I turned and began studying the many photos on the wall at Kell’s.
There were pictures of my father with Bob Dylan, Allen Ginsberg, Andy Warhol, The Clash, Willie Nelson, and Patti Smith to name a few. I thought about the future of the café. Although the East Village was now a much safer place for a young, single girl to live, I missed the culture that used to exist. Kell’s had been the hangout, but times had changed. We still had our group of die-hard regulars along with the people sent to us from Sam’s who wanted to sit and enjoy an after-dinner creation, but the mornings were brutally slow for a coffee house. Most cafés had been reduced to a “get your coffee fast joint” where you popped in for your morning latte served up in a paper cup. My father refused to conform to that standard. No coffee was “to go” in our café. Still, back in the day, there was a seediness of the punk rock era in the East Village. The freedom and creativity was rampant, which drew people to gather in places like Kell’s. Gone were those days. I wasn’t entirely sure I would have fit in anyway.
Whenever I had to make a decision, I would hear my mother’s voice of reason. I knew we were not the same, my mother and I, I was sure of it. After all, I was my father’s daughter, too. But sometimes I felt her path made more sense. The safety and predictability of her thought-out plans was appealing to me. She was sensible; she made decisions with her head. Yet even though my mother was the more grounded parent, growing up I continued to heed my father’s words; his passion was contagious. The last time I spoke with Pops, he reminded me to give love and get it in return and to quit fixating on my future. It wasn’t your typical father-daughter talk, but then it never was with him.
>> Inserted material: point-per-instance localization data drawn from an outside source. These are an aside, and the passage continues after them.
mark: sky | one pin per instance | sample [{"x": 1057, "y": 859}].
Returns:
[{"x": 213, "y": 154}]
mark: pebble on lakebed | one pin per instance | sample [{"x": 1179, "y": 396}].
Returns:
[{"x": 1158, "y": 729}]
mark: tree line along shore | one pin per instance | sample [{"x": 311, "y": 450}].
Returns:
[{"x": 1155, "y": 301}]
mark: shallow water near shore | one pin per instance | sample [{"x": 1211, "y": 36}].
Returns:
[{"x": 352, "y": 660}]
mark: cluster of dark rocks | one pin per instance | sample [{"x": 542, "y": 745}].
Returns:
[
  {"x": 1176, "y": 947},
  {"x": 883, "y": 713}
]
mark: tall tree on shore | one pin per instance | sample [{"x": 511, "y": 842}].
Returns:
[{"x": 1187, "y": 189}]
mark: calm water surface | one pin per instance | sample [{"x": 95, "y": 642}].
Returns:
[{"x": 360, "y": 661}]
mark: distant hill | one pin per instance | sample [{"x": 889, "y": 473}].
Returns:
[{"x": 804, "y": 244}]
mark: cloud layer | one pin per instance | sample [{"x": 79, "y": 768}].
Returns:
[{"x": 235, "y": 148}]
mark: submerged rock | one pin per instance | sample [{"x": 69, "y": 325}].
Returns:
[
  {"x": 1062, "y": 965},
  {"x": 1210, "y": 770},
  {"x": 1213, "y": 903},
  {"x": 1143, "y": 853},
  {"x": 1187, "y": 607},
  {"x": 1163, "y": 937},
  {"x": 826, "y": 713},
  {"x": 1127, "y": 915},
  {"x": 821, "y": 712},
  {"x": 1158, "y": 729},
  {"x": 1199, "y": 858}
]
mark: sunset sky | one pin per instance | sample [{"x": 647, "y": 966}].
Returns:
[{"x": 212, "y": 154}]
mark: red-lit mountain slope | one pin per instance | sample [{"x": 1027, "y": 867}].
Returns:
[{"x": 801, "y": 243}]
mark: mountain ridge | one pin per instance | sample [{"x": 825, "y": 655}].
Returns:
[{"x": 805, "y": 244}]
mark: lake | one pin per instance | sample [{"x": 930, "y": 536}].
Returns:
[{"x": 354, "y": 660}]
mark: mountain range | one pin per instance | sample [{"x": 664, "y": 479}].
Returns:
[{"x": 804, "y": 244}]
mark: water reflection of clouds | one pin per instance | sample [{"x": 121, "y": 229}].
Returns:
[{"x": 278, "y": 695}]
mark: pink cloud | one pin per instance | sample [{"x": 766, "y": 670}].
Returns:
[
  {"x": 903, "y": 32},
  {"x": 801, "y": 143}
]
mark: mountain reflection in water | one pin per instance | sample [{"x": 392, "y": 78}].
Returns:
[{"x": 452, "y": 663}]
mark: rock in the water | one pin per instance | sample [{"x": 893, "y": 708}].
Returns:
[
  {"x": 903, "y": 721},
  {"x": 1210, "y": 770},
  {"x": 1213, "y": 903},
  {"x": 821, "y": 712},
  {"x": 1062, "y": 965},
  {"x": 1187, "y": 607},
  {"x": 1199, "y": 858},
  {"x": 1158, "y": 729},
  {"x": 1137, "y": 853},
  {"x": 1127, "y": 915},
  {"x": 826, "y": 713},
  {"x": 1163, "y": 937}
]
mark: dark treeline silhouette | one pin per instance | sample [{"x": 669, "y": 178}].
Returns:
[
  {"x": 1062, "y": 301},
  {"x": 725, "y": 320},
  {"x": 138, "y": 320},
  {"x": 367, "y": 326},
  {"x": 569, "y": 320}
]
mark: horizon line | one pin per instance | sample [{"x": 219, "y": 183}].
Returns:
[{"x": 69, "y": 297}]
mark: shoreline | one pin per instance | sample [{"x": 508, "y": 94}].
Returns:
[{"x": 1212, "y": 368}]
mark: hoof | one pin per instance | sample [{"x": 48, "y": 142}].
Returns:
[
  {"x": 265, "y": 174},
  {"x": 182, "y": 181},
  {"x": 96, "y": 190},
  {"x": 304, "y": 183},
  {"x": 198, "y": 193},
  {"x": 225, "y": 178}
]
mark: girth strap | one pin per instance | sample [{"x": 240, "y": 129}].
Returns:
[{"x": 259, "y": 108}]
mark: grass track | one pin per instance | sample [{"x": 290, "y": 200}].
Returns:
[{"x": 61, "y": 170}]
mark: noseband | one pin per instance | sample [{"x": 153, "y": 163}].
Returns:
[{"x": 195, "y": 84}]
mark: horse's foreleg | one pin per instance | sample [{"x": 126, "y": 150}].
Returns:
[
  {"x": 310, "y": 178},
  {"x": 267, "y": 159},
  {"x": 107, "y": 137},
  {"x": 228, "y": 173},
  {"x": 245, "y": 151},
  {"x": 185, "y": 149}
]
My stepdad, David’s, advice on the other hand was mostly logical and usually in the form of a written exercise. If I had a hard decision to make he would say something like “Draft me a list of pros and cons, Princess.” My mother would always be standing right behind him, nodding in full agreement. Before I left for Europe, he insisted that I create a detailed itinerary complete with train schedules and weather forecasts. It was a bit over the top, but it came in handy.
Pops’s only words before I left for Europe were “Have a blast, luv, and stay away from the opium in the Red Light District.”
In the more recent years at the end of every phone call we shared, Pops would address me by my real name and quote Arthur Rubenstein. “Remember, Mia, ‘Love Life and life will love you back.’” He was the eternal lover and optimist; he took it seriously and he wanted me to do the same. I imagine that he and Will would have hit it off.
When the café phone rang I darted behind the counter. Martha grabbed the receiver and in a singsong voice answered, “It’s a beautiful morning at Kell’s. Oh hi, Liz, how are you?” I listened intently as Martha spoke to my mother. I kept my back to her, looking out into the café, but I was hanging on every word. “Oh yes, dear, Mia is adjusting quite well. Really?”
I turned around, shot my hands out, and mouthed “What?” to Martha. She shrugged her shoulders and continued listening. “I’m not sure, Liz. Mia is right here, though, if you’d like to talk to her.” I frantically shook my head back and forth, signaling a firm no. She held the receiver out to me and arched her eyebrows. I took it from her hand but stood there transfixed before putting it to my ear. After Martha disappeared into the café kitchen, I looked over at Jenny, who was slowly catching on. She darted to the espresso machine and flipped the old monster on.
“Oh, hey, Mom!” I yelled. “It’s really busy here and I don’t know if I’ll be able to hear you over the espresso machine, but I’m fine, everything is great! I’ll call you later!”
“Okay, honey, I just wanted you to know I’m coming out next week. Just me. I miss you!”
“Okay, I love you.”
“Love you, too, be safe!”
Jenny turned the machine off while I stared blankly at her. She must have sensed my dilemma. “Mia, you’re an adult and Will seems like a nice guy. I mean, I’m sure there were co-ed dorms at Brown, what did your mom think of that?”
“No, Jenny, it’s the tattooed, starving artist, musician types that my mother rejects.”
“Well, she liked Pops enough, ‘cause here you are.” She smiled.
She had a good point. Could my mother really preach to me about this? Will would simply be my roommate—I wasn’t sleeping with him and he wasn’t twelve years my senior like my father was to her when they met. She had been a wild child compared to me.